Exactly 75 years on, the ICA group can be seen in front of Christie’s second-floor landing. It was at Isokon that she wrote ‘N or M?’; published in 1941, her only spy novel. Sitting in ‘Isobar’, the social hub of Isokon, Christie is said to have picked up ideas for dialogue from fellow habitués and by page four this ‘Tommy and Tuppence’ book introduces readers to characters like Lord Easthampton, a former chief of intelligence. The Corps’ own Agatha Christie, Nick Humphrey, previously ICA secretary and editor, was on hand for the visit. Whilst The Rose and the Laurel is not a work of fiction, coaxing myriad contributions calls for rare imagination and tenacity.
Air Attack
The SLAM yompers then bravely saw off a surprise aerial threat. Out of a clear blue sky, a giant crane on a Lawn Road building site lost control of a skip which swung and crashed 60 foot aloft, to the accompaniment of dramatic sound effects. Instinctively the group deployed under cover and climbed up through dense woodland. With glimpses back to the adjacent Gospel Oak district here was a perfect opportunity to remember another writer, one with close links to the Corps a century ago: John Buchan, author of The Thirty-Nine Steps, who joined the Intelligence Corps in May 1916.

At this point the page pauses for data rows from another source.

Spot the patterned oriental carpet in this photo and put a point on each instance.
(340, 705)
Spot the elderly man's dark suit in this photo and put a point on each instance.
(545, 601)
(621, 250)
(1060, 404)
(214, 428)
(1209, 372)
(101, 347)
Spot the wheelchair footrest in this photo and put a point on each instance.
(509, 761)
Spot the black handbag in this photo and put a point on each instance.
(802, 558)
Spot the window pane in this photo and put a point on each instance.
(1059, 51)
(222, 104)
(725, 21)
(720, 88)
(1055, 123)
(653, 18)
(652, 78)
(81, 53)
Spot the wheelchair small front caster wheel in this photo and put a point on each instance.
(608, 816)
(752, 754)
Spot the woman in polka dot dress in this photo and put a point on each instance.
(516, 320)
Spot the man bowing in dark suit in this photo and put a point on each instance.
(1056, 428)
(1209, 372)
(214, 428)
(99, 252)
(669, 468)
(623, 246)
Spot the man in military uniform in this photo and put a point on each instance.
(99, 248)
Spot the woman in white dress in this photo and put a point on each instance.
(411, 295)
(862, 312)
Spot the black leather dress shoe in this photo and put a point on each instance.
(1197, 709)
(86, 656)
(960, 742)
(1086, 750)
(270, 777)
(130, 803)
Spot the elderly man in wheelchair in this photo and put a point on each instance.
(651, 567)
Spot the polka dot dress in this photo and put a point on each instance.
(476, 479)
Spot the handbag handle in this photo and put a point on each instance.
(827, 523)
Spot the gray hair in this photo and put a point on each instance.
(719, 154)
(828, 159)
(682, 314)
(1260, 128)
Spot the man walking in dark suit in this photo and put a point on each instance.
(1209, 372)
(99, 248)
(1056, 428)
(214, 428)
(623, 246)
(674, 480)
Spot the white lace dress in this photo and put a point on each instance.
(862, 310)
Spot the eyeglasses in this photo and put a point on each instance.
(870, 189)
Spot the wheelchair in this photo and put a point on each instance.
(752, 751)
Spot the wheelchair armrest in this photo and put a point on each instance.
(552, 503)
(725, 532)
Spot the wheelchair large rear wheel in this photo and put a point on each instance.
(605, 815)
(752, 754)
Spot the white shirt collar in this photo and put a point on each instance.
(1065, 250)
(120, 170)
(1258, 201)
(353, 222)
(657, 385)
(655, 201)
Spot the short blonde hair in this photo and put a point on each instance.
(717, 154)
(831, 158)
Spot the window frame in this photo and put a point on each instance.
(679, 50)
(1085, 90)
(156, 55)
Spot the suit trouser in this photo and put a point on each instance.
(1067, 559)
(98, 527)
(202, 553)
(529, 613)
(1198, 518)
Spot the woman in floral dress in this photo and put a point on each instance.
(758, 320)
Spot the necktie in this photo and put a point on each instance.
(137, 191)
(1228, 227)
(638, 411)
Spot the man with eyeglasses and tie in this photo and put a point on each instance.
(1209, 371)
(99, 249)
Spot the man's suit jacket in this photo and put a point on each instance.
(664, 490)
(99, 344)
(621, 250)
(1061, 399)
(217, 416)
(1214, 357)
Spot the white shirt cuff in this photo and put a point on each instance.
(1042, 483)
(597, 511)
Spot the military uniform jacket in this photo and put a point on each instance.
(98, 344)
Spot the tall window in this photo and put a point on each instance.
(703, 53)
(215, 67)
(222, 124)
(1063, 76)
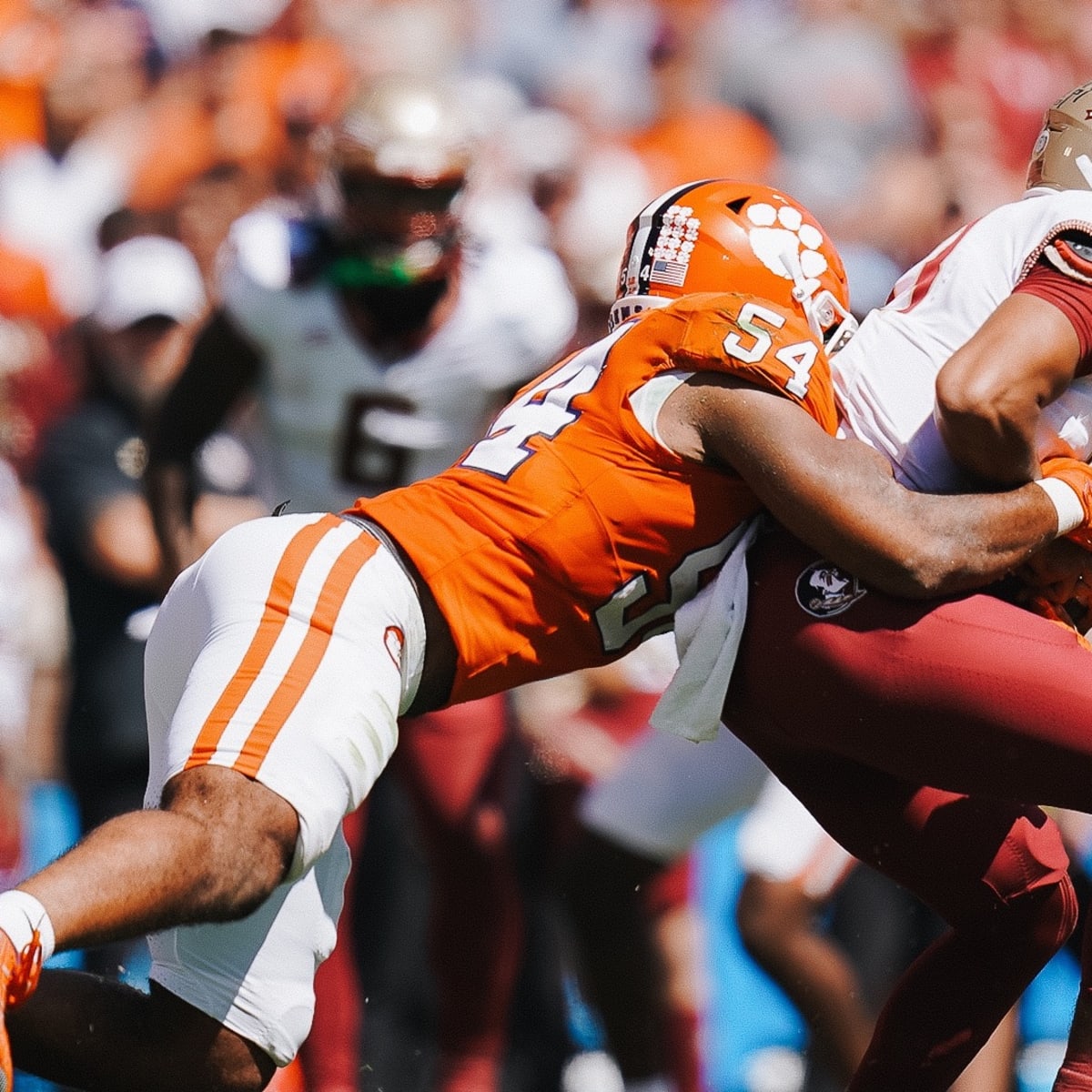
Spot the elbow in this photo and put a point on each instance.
(920, 573)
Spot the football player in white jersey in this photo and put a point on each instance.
(961, 379)
(379, 339)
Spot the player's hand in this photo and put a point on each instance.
(1078, 476)
(1057, 583)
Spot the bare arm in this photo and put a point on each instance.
(991, 392)
(840, 496)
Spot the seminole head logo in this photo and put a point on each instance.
(824, 590)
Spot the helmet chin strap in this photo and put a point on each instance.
(1084, 164)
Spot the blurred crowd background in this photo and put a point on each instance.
(894, 120)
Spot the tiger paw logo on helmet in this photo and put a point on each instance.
(782, 233)
(721, 235)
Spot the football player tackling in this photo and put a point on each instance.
(595, 506)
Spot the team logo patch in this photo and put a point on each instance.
(393, 639)
(824, 590)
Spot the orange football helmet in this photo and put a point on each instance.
(720, 235)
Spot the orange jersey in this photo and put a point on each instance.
(569, 534)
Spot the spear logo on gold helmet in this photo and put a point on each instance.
(1062, 158)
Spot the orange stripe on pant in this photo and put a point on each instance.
(304, 665)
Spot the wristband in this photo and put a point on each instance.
(1066, 503)
(21, 916)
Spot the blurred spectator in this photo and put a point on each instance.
(982, 74)
(55, 194)
(793, 871)
(98, 524)
(830, 86)
(692, 135)
(577, 727)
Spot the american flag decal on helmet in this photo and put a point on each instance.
(664, 272)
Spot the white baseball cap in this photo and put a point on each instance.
(147, 276)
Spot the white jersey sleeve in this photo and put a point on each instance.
(885, 378)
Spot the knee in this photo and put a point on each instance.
(1048, 915)
(241, 834)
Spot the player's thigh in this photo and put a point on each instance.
(960, 854)
(970, 693)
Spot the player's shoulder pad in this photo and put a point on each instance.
(733, 308)
(277, 251)
(1070, 252)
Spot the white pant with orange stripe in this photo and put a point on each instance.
(288, 652)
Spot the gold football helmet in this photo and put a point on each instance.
(1062, 157)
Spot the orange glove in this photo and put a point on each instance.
(1078, 476)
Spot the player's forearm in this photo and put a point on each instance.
(966, 541)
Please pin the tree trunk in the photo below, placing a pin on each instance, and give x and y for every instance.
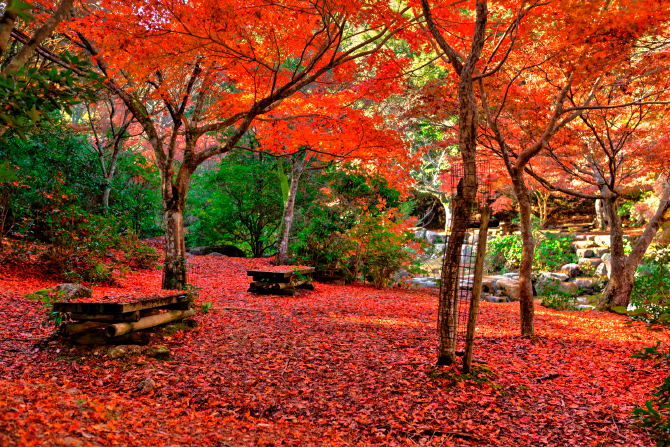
(526, 302)
(601, 216)
(174, 269)
(622, 275)
(289, 206)
(447, 313)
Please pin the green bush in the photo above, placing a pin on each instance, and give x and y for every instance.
(555, 298)
(551, 252)
(382, 248)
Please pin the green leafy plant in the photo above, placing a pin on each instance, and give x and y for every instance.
(47, 298)
(554, 297)
(205, 308)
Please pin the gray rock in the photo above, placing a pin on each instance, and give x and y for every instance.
(420, 233)
(117, 352)
(509, 288)
(572, 270)
(581, 245)
(431, 237)
(585, 284)
(146, 386)
(488, 285)
(585, 253)
(600, 251)
(584, 307)
(568, 287)
(159, 352)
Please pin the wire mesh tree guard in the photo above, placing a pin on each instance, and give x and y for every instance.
(464, 276)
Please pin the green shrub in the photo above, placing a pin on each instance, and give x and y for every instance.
(554, 297)
(553, 251)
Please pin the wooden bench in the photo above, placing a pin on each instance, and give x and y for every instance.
(120, 322)
(281, 282)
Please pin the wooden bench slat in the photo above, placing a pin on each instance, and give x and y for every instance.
(119, 308)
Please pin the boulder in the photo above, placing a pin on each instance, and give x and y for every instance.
(159, 352)
(117, 352)
(600, 251)
(572, 270)
(431, 237)
(560, 276)
(488, 285)
(509, 288)
(581, 245)
(602, 241)
(584, 307)
(146, 386)
(585, 253)
(568, 287)
(585, 284)
(225, 250)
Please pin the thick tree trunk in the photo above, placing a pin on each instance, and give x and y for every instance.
(622, 275)
(449, 283)
(174, 269)
(289, 206)
(526, 302)
(601, 215)
(105, 199)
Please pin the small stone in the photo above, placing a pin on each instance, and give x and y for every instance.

Buchan’s novels again and again feature Richard Hannay walking in the Gospel Oak area.
Aprés Ski
Pausing at Hampstead Town Hall, threats from the air offered a continuing theme. It was here on Tuesday, 9 December 1947 that Max Wachtel married Belgian nurse Isabella de Goy. As Oberst Wolf, Kommander der V-1 Raketendivision, he had been charged with keeping the V-1 ski ramps operational. After the war under Operation Windfall, Wachtel came to the RAF Intelligence School at
Athlone House on the edge of Hampstead Heath. It can still be seen today and it has been the subject of a long-running preservation battle. It was Wachtel’s minder Squadron Leader André Kenny, Air Technical Intelligence Interpreter Industry, who facilitated the couple’s reunion and their wedding.

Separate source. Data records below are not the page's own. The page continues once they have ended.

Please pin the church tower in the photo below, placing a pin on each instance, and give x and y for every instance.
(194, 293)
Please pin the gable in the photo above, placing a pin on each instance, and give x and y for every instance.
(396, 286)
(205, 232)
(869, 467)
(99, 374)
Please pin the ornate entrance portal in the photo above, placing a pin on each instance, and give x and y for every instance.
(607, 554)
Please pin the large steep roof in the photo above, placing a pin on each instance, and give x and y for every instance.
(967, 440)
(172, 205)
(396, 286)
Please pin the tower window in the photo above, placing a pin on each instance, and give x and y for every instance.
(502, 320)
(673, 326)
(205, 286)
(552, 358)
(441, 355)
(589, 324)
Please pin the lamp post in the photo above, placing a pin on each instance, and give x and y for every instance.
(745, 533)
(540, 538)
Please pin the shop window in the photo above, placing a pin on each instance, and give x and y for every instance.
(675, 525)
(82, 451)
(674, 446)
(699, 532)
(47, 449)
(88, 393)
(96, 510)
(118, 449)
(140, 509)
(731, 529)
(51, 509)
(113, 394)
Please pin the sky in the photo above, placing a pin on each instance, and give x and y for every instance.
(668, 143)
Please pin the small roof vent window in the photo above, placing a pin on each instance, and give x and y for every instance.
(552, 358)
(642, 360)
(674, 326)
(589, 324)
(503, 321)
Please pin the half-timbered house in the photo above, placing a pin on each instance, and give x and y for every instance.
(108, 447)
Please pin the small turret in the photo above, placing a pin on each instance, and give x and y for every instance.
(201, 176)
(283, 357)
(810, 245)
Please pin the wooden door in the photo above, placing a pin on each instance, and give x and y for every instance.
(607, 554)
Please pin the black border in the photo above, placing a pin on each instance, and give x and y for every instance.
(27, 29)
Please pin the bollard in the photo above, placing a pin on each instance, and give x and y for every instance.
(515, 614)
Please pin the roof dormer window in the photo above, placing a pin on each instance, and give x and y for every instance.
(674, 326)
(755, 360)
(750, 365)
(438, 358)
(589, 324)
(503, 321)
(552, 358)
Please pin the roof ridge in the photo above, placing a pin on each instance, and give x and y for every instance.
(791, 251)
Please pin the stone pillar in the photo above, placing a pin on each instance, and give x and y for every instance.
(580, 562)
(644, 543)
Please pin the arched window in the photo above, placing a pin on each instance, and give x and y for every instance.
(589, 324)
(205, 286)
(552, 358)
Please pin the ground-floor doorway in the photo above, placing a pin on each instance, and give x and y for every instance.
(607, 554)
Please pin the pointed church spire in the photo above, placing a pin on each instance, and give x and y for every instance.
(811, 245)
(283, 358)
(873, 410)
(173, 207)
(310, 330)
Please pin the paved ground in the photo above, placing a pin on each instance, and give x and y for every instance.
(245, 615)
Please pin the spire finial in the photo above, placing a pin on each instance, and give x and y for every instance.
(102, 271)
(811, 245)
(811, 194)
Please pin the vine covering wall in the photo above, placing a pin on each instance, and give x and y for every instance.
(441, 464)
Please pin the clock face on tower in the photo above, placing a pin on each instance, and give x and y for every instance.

Briefly, in 1955 opposite the former town hall, lived Odette Sansom Hallowes Churchill GC, the distinguished WWII SOE heroine portrayed by Anna Neagle in the 1950 film Odette. The only woman to receive the George Cross whilst still alive, she took a prominent role in the support association for holders of the VC and GC.
Rebel Roost
Heading towards Swiss Cottage the walk then stepped back two centuries strolling through the former estate lands of assassinated Prime Minister Spencer Perceval. His death a few days before the start of the war of 1812–14 is said to have had links to tensions with North America rooted in slavery.

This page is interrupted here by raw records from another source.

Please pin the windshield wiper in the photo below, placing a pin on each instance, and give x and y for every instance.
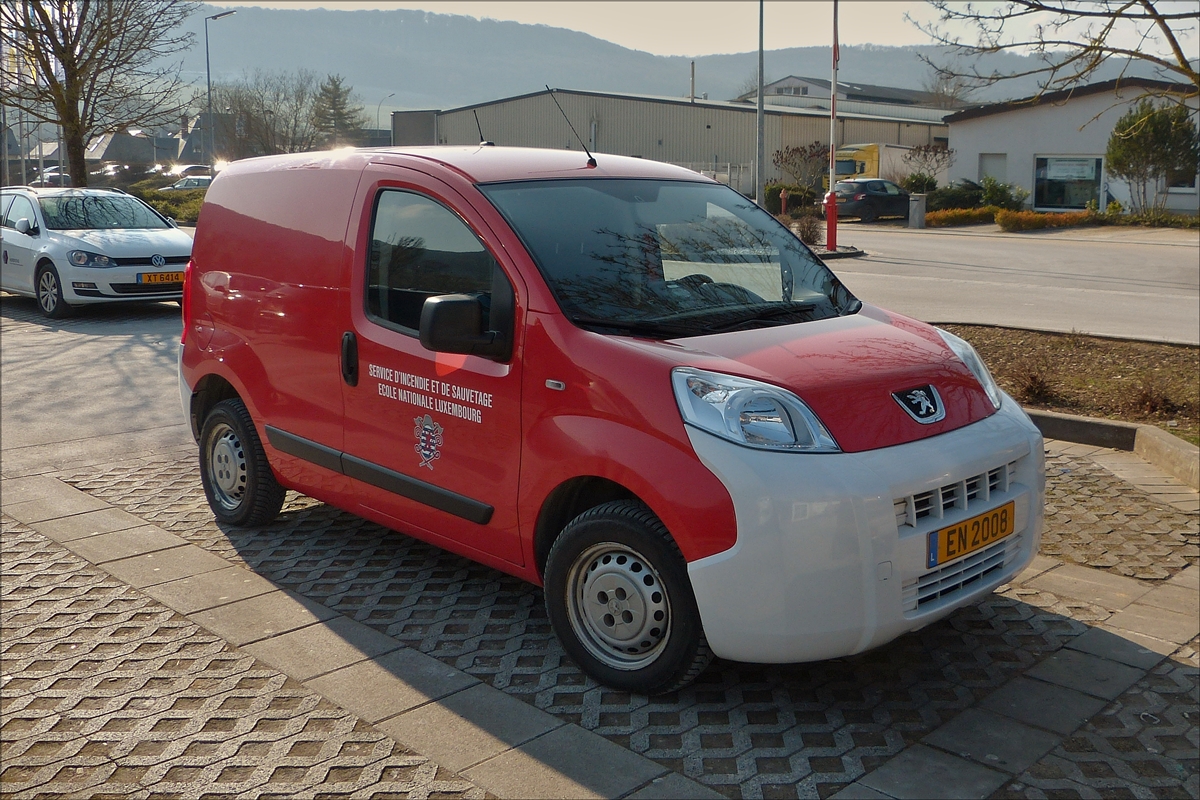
(637, 326)
(766, 314)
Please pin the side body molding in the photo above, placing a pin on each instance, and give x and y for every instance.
(381, 476)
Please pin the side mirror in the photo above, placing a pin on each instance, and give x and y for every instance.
(454, 323)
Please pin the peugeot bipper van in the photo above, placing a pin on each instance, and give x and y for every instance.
(619, 380)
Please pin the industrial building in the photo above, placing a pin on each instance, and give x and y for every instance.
(714, 137)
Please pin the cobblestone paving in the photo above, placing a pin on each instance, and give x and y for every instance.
(108, 693)
(1097, 519)
(748, 731)
(1145, 744)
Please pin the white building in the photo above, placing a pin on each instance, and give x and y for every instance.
(714, 137)
(1054, 145)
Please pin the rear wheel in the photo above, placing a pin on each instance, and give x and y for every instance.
(238, 480)
(618, 597)
(49, 293)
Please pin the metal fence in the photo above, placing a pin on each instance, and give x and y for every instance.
(738, 176)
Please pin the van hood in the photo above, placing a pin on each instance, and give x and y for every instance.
(129, 242)
(850, 371)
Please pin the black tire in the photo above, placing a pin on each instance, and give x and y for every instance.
(49, 293)
(238, 480)
(640, 631)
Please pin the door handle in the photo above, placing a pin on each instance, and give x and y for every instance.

A few decades later the area was dubbed Rebel Roost on account of passionate local support for the Confederacy. On Christmas Eve 1868, former President of the Confederacy Jefferson Davis and his wife Varina were guests of the local vicar Revd Francis Tremlett. He and his churchwardens had been prominent in organisations offering diplomatic, social and economic support to the South. Very near the Hampstead Training Centre, the walk paused outside his Buckland Crescent ‘Confederate Parsonage’. Tremlett entertained a string of senior Confederate Army, navy and technical officers and other visitors including the daughters of General Robert E. Lee.
In 1998 up the road in Hampstead, Charles Frazier’s Cold Mountain had a book launch. Local resident Anthony Minghella was present and he went on to make the film with Nicole Kidman and Jude Law, before his death in 2008.
Conclusion
The area around the present day 3MI Bn Edinburgh Training Centre provided a fitting end-point. Several ICA members have been prominent in the local authority, serving as councillors and leading initiatives such as the memorial in Camden Town remembering Far East prisoners of war (visited on a walk in 2013). Maresfield Gardens nearby was once home to WWI Prime Minister Herbert Asquith. In the house opposite lived Sigmund and Anna Freud, reminders of the wave of émigrés between the wars who came to settle locally. South Hampstead High School for Girls, which has expanded into the Training Centre, numbers amongst its alumni Helena Bonham Carter, Angela Lansbury, Fay Weldon, Rabbi Julia Neuberger and Lynsey de Paul.
Previous ICA walks have explored King’s Cross, the City of London, Thames Bridges and the Fleet River. In October, Neil Fearn is to pick up the baton (or tour guide umbrella) exploring St James’s.